Sun Belt Dominates Healthy Multifamily Markets

Sun Belt multifamily markets including Las Vegas, Dallas and Miami are particularly well positioned for the year ahead, said a new report from Arbor Realty Trust and Chandan Economics.

The report, 2021 Top Markets for Large Multifamily Investment, said work from home resiliency and a recovering tourism industry propelled Las Vegas to the top among large U.S. multifamily markets.

“As a region, the Sun Belt generally ranked well across the matrix factors measured despite experiencing higher COVID-19 case counts per capital,” the report said.

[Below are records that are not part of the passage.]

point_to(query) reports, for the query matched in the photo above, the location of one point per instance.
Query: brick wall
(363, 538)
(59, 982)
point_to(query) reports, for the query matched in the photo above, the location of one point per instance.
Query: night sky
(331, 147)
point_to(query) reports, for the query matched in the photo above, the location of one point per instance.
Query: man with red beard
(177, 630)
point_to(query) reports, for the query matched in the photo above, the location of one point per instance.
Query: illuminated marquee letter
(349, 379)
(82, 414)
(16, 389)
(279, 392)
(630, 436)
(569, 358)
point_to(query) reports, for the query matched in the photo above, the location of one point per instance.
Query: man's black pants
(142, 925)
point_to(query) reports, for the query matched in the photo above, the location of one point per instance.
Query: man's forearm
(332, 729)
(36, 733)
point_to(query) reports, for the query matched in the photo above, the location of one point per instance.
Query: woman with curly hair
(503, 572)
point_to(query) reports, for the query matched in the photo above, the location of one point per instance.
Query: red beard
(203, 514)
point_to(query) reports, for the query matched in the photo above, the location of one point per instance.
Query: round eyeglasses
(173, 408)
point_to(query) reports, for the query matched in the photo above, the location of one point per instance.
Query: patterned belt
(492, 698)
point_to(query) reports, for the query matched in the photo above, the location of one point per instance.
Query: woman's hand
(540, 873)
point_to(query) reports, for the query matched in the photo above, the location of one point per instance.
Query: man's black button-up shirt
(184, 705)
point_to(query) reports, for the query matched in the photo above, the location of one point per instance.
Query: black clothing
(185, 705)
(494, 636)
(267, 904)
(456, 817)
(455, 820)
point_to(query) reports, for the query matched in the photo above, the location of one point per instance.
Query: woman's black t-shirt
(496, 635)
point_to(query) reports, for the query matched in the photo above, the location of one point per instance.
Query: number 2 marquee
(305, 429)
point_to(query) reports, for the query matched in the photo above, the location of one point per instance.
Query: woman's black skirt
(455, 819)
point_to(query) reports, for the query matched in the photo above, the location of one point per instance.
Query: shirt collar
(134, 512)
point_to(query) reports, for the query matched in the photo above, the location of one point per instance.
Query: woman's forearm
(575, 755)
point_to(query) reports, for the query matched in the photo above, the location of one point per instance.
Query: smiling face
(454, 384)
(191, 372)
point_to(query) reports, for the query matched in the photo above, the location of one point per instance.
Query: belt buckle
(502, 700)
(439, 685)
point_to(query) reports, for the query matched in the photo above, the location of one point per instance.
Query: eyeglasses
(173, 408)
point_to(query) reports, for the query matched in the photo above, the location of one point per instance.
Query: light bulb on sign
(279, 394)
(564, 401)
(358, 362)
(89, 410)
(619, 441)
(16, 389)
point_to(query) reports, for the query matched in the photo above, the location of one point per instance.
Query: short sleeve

In addition, four Florida metros jumped significantly in the rankings, “reflecting the state’s continued strong labor market performance despite pandemic disruptions.”

The report noted the ongoing pandemic has dominated the market-level investment narrative since mid-2020. “However, national and local economies have learned to cope with the pandemic more effectively and its impacts are less disruptive,” it said. “Moving into 2022 and beyond, fundamentals of supply and demand along with traditional considerations of labor growth and productivity, residential affordability and the attractiveness of markets to new businesses and residents will take center stage.”

One COVID-19 side effect could affect large multifamily markets, particularly coastal gateway markets: the work-from-home movement. “As employers call workers back to the office and commute times become relevant once again, the demand for apartments in coastal gateway markets will continue to recover,” the report said. “However, if work-from-home policies become permanent within companies, these markets would likely be negatively impacted.”

But a potential boost for coastal gateway markets does not mean the Sun Belt’s growth will reverse, the report said. “Sun Belt markets will remain attractive and continue to grow due to their relative affordability and appeal to renters with the means and flexibility to relocate. However, the growth rate across these smaller markets will likely return to a more normal pace.”